Authors: Dr. Vijay Srinivas Agneeswaran, Director, Big Data Labs, Impetus Infotech India Pvt. Ltd. Email: email@example.com
Inelu Nagamallikarjuna Reddy, Software Engineer, Big Data Labs, Impetus Infotech India Pvt. Ltd.
Abstract: This article is intended as a research brief on Apache Tez, an emerging open source technology. Tez is useful for a number of applications which need to execute a series of Map-Reduce jobs (chaining). By executing the series of MR tasks as a single job and cutting down the consequent intermediate reads and writes from/to HDFS, Tez can execute a Directed Acyclic Graph (DAG) of MR jobs very efficiently. It is the basis for Hive 13 or Stinger, the upcoming version of Hive and can speed up Pig scripts significantly.
Hadoop, the open source implementation of the Google Map-Reduce paper , has enabled end users to process large amounts of data. Consequently, it has been used in several contexts, both for use cases that are well suited for it and also for uses cases where it has been force-fitted. Data crunching, especially the embarrassingly parallel kind is ideally suited for Hadoop.

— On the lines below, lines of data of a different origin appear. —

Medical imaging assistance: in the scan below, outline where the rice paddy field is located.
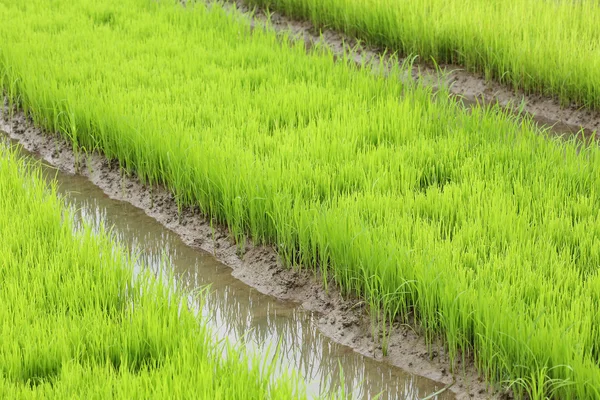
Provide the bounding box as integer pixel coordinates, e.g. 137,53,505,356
0,0,600,399
0,144,304,399
244,0,600,109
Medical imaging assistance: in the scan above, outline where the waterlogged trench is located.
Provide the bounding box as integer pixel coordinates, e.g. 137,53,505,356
0,135,454,400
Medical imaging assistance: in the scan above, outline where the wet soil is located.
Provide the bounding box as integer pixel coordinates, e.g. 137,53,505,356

However, it has been observed by a number of researchers that Hadoop 1.0 (the plain MR version of Hadoop) is not well suited for real-time scenarios  or for machine learning involving iterative processing   . By iterative processing, we mean the following kind, as depicted in the figure below.
The main reason why Hadoop 1.0 is not well suited to iterative processing is the repeated read/write from/to the Hadoop Distributed File System (HDFS) for every iteration – there are no long lived MR jobs and every iteration has to be realized as a fresh MR job, with data being initialized by reading from HDFS and written back to HDFS at the end of the iteration. Moreover, the termination condition for iteration, which may itself involve certain computation, may also have to be realized as a separate MR job.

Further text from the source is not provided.